Could also be done with a PIC/ATMEL chip and a handful of code, or be a simple little project to get into that kind of thing, if so inclined.

Code: [Select]

if(A == 0)       // If A button is pressed..
  {
  LED_A = 0;     // LED for A is Off
  }
else             //.. otherwise
  {
  LED_A = 1;     // LED for A is On
  }

Granted there's a bit more to it than that, but once you have setup everything that's about all it takes to do it, read the button line state from one pin and have that affect another pin the LED is connected to. The Logic Buffer chip is just wire up and done though.

It's a bit easier to use an online LED calculator, piles of them out there, versus going thru a lot or trail and possible error where an LED could fry. Just one of the many - http://led.linear1.org/1led.wiz

[emcintosh]

Thanks for the logic buffer advice. I have received the chip, and am just waiting for the on-off switch to arrive.

Can you recommend points to connect to for the 3.3 V button signals (the board is 1698 Elite)? TP21, 22 & 23 should get A, X & Y, but is there one for B? TP41? Presumably I shouldn't be soldering onto the places the buttons press onto, but I could scrape some of the insulation off one of the traces leading to them. Which side is signal and which is ground for each button?

[RDC]

There's no need to scrape traces and such, just use the TP spots. The one for B is on the MCU board.

[emcintosh]

Mission complete! It was fiddly and I can't really recommend it to anyone else.

If you only want to light up the buttons, rather than having them turn off when pressed, you may find it easier, as you won't have to deal with the buffers, and can join all the + and - wires and have only two coming around to the MCU board - I had one per individually-controlled LED, and three negative wires, based on how annoying it was to route wires around the ABXY buttons. Of course, you'll also need to have individual wires if you use different coloured LEDS needing different resistors - mine were all white.

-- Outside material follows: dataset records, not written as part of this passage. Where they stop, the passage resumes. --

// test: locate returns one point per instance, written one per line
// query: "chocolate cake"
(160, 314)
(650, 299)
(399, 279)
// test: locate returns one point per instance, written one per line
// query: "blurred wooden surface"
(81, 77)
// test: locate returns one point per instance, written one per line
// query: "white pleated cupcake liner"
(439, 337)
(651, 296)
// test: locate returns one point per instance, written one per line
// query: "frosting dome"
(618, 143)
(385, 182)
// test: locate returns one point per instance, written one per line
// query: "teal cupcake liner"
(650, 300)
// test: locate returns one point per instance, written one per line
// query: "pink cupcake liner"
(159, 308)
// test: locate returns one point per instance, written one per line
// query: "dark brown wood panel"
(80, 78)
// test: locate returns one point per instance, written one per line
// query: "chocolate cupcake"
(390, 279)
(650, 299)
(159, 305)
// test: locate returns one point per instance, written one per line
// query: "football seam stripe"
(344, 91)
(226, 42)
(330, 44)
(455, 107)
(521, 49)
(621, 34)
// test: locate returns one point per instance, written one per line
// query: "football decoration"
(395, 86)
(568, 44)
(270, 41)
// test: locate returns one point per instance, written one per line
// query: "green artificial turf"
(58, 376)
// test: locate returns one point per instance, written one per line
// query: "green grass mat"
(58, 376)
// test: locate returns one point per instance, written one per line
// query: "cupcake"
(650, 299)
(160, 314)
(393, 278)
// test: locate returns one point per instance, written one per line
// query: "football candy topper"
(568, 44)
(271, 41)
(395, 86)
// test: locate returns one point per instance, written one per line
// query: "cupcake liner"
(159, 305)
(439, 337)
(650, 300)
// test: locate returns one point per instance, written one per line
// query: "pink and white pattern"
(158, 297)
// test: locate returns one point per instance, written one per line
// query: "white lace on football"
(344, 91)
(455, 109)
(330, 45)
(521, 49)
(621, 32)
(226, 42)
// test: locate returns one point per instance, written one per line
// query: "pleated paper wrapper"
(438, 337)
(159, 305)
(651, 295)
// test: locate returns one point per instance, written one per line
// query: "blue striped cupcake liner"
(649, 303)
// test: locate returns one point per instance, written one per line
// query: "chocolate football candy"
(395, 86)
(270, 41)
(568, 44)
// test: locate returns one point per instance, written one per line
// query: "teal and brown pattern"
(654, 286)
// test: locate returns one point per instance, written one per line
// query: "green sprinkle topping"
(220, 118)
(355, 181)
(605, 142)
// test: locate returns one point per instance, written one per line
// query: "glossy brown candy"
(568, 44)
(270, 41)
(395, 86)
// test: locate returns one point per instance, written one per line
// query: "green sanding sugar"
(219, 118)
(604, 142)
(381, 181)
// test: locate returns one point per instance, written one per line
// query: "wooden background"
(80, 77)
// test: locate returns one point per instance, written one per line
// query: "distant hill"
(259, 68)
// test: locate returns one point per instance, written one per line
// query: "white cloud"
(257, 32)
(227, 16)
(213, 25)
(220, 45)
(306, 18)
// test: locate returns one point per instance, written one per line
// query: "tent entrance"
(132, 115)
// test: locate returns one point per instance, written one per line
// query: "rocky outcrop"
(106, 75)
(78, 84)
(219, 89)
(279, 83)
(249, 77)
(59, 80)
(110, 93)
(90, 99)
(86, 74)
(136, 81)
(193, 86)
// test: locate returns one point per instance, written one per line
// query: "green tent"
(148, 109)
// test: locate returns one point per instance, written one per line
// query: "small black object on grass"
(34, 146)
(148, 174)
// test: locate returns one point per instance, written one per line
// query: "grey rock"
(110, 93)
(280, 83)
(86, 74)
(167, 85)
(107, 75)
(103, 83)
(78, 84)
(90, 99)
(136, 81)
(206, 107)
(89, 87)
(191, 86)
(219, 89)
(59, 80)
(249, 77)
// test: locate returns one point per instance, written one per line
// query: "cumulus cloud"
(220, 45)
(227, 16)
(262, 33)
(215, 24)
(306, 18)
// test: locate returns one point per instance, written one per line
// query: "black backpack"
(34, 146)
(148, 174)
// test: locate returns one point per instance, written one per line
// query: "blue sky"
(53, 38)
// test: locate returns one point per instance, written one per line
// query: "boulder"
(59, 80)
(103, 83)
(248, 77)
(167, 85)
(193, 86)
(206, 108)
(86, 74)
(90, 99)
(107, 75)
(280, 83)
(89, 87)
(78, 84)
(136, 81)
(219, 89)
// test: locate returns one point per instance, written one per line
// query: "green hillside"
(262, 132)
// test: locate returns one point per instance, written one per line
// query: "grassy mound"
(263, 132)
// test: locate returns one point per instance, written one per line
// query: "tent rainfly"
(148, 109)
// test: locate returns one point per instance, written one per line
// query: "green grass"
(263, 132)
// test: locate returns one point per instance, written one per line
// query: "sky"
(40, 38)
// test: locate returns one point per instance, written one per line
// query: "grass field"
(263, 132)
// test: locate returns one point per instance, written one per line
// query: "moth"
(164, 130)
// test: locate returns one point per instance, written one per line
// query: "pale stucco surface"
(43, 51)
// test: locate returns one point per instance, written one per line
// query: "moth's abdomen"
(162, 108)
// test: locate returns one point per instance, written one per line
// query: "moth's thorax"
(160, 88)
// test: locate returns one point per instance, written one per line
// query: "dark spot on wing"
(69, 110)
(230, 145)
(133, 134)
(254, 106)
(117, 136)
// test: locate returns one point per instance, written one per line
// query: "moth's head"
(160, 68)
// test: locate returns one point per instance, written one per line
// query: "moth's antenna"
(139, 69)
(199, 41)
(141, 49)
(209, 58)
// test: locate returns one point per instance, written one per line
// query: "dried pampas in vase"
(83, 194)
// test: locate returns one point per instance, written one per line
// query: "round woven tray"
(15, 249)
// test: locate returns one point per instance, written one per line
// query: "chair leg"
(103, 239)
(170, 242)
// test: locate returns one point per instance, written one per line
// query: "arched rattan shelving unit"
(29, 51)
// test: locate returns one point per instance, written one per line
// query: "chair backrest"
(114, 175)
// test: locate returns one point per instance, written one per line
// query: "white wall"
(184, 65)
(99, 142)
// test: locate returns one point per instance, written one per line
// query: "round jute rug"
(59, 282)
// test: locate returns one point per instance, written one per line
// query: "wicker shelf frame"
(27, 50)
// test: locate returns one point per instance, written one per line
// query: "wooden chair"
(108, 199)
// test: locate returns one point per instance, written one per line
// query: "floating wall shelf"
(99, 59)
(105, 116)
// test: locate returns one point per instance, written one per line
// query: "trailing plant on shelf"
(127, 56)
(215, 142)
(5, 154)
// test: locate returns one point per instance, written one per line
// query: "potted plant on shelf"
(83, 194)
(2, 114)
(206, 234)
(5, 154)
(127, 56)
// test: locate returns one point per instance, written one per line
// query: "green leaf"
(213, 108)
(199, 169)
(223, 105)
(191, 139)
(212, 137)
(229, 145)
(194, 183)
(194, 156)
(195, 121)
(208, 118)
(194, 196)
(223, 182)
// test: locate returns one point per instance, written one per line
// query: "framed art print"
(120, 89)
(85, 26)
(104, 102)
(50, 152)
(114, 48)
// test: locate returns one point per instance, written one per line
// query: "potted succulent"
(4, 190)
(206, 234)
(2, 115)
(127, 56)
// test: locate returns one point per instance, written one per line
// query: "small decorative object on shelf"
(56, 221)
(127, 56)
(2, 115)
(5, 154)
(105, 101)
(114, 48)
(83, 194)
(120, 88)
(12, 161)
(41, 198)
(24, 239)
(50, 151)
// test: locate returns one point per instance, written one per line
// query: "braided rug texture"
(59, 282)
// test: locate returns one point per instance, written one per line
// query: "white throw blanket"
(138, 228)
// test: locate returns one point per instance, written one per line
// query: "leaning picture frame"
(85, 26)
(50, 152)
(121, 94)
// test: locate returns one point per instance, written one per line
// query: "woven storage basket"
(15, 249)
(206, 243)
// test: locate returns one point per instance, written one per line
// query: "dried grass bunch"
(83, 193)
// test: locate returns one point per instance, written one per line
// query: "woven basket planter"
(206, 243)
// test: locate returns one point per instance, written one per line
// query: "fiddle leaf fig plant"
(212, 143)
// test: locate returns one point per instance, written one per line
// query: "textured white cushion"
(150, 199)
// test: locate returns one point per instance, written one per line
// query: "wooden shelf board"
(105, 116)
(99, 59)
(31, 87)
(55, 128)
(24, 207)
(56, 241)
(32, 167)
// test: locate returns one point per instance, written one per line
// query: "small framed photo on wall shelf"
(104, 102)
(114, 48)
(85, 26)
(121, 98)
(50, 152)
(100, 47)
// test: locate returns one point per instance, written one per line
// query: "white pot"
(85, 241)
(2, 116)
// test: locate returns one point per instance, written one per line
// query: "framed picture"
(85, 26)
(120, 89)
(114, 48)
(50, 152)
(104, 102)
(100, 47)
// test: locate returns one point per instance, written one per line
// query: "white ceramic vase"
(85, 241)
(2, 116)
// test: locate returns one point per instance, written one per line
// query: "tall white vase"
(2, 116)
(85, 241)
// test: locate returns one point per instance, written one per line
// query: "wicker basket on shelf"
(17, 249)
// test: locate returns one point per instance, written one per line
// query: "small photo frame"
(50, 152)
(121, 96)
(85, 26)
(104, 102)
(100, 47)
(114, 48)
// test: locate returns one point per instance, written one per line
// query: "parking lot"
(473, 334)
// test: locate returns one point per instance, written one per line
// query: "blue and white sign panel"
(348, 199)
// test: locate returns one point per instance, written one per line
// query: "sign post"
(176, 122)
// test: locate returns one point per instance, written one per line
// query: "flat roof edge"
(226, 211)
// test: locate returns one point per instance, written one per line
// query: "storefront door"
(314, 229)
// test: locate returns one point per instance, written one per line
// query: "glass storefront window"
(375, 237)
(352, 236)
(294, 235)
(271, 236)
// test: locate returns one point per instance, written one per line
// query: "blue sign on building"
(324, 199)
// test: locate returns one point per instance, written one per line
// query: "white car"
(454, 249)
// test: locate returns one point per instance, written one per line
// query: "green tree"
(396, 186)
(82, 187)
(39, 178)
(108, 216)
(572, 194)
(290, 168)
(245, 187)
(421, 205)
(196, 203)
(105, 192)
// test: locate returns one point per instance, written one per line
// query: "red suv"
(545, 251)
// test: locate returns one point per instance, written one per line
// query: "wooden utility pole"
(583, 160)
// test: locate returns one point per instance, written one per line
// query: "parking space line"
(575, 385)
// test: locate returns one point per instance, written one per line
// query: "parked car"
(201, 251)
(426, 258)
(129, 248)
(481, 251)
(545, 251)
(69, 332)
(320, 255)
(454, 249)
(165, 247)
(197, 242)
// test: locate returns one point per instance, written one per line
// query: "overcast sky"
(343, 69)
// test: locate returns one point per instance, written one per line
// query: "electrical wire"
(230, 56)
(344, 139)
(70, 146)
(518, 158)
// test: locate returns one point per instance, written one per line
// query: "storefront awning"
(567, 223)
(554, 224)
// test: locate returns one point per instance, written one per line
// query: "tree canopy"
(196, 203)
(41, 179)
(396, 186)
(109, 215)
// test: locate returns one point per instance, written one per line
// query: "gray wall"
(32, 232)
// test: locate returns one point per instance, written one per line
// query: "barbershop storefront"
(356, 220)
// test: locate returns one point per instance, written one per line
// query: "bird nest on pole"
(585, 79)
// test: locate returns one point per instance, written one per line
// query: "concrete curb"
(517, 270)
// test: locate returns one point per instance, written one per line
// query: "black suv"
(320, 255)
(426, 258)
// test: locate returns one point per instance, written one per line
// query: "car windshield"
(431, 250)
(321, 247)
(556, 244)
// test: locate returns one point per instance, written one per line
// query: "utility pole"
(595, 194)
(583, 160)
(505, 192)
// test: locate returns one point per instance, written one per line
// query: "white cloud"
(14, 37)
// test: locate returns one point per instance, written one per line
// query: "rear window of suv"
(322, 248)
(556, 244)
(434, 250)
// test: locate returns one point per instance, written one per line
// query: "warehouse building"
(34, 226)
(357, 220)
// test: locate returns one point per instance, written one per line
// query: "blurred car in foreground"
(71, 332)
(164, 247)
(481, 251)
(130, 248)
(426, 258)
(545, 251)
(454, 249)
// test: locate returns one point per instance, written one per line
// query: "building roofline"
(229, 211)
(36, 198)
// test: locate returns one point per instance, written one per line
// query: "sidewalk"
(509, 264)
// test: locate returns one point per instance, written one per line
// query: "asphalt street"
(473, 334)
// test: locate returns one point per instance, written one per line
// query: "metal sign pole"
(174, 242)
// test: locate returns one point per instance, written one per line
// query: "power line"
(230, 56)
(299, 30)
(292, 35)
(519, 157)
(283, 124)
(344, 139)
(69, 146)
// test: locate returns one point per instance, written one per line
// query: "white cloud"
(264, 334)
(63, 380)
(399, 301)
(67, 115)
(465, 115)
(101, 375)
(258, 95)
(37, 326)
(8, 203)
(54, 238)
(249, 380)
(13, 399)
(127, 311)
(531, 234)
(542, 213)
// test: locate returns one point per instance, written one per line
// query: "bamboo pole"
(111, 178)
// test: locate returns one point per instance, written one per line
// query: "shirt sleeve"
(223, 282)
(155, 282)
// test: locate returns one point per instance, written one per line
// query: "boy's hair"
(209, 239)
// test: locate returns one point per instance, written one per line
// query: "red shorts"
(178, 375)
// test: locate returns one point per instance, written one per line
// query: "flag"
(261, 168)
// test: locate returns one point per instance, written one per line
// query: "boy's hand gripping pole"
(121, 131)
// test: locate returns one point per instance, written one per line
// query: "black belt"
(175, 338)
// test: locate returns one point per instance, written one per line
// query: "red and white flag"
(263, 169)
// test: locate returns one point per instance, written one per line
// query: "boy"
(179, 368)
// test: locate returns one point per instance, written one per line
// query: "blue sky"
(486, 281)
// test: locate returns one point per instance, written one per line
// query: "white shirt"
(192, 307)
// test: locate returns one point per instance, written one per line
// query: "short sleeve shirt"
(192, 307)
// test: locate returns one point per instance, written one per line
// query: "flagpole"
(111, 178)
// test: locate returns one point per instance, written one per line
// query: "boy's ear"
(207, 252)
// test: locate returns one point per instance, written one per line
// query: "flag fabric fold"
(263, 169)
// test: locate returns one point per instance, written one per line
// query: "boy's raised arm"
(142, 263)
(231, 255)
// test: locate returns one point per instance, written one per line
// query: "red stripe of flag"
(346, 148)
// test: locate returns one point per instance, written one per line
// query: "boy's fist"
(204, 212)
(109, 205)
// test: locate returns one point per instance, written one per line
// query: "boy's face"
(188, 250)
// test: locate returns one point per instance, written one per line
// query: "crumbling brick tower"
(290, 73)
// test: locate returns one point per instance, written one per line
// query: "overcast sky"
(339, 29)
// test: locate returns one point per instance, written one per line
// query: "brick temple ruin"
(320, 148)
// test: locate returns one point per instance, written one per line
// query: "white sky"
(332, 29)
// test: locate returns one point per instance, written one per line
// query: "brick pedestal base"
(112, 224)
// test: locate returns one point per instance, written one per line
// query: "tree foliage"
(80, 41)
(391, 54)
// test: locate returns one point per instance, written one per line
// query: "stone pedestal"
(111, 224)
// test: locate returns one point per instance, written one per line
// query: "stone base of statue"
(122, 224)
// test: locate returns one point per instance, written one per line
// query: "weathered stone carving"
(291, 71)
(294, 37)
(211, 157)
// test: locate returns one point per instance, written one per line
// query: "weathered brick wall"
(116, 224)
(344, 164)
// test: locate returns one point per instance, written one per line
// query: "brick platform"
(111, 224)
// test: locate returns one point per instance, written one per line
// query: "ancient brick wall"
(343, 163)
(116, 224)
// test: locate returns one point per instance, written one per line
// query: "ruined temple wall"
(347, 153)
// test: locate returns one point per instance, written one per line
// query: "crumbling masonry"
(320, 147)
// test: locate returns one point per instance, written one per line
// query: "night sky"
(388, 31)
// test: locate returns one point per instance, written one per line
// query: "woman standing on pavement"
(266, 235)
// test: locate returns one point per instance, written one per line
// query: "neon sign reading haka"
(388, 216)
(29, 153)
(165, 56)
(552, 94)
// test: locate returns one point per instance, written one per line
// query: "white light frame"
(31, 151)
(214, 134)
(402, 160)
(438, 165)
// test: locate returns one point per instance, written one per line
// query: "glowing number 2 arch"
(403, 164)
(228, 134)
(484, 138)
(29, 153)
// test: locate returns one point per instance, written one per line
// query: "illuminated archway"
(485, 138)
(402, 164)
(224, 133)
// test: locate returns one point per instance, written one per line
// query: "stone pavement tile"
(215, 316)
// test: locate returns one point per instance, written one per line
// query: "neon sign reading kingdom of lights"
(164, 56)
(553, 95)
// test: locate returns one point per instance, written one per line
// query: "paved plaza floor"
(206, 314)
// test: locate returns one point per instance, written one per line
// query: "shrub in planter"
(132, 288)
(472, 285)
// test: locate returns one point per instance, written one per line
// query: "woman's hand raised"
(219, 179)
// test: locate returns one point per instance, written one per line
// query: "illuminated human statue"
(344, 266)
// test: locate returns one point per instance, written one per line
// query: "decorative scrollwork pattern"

I had to snip bits from the rubber mat supporting the carbon pads to leave room for the wires to come out, I used multi-strand wire wherever possible, using single strand wire to connect the negative terminals of A & X, as the thicker wire prevented the buttons from pressing properly. I used a loop of wire for that so it wouldn't stress the soldered joints. Even these thin wires needed me to cut out a length from the rubber ridge, not just notches as for the other places.

The solder ball at TP7 fell off, so I scraped some of the insulation off the board to the left of it. In general I would recommend soldering a short length of wire to any delicate points on the board to start with, then do all the re-soldering to that wire rather than the circuit board, to reduce heat damage to the board. Also taping that wire down so the solder joint to the board won't get pulled.

Here is where I put the wires, colour coded for standard Xbox buttons for anyone who wants to try this themselves. The switch is accessible from the battery compartment through the hole between the + and - contacts, but is just taped to the post with the four contacts - it's not electrically connected to them.

There isn't very much clearance between the MCU board and the back of the case, so I'd recommend having your chips/wires as far left as possible, in the right hand grip (we're looking at the back of the controller), or tucked under the MCU board. The wires could also be a lot neater, which would help things not to press on each other, but I left plenty of extra length to avoid pulling on any of the soldered joints.







Update: wiring somewhat tidied and rerouted (using thinner wire let me route them between the buttons to come out at the side of the board, so as not to interfere with the right trigger).